Understanding the lived experience of the children of prisoners who are applying to, or have reached, higher education would be a hugely positive step in understanding how we can support this hidden group and their specific needs. There may not be substantial advice specifically aimed at widening participation practitioners and institutions as to how they can best support this group but it is clear that they do need our support.

Any institution serious about widening participation will understand that it is vital that we take both the steps to contribute to the missing data and, perhaps more importantly, formulate and implement support for this otherwise neglected group.

One response to “Why we are failing children of prisoners in higher education

  1. Interesting that the article argues that Universities are failing, as opposed to schools or social services or community groups or individuals failing.

    A similar case could be made for other groups who are also rarely highlighted.
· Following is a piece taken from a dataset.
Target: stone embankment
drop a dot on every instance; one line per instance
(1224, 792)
For example, children of armed services personnel:

    And then there is the effect of crime itself on children’s educational attainment, which is not confined to the children of offenders:

    One take-away is to guard against outreach and access strategies being driven by the most vocal lobbies, recognising that in terms of an ability to influence policy some disadvantaged groups are better situated than others.

    On the link to race, the sentencing outcomes ought to be borne in mind. In 2020, for England and Wales, all ethnic groups had broadly the same sentencing outcomes. For example:

    35% immediate custody for white offenders versus 33% for black offenders
    18% suspended sentence versus 14%
    20% community service versus 20%
    16% fine versus 22%
    7% other versus 8%

    This indicates that to change the composition of the prison population, the causes of crime need to be addressed because sentencing patterns have largely converged.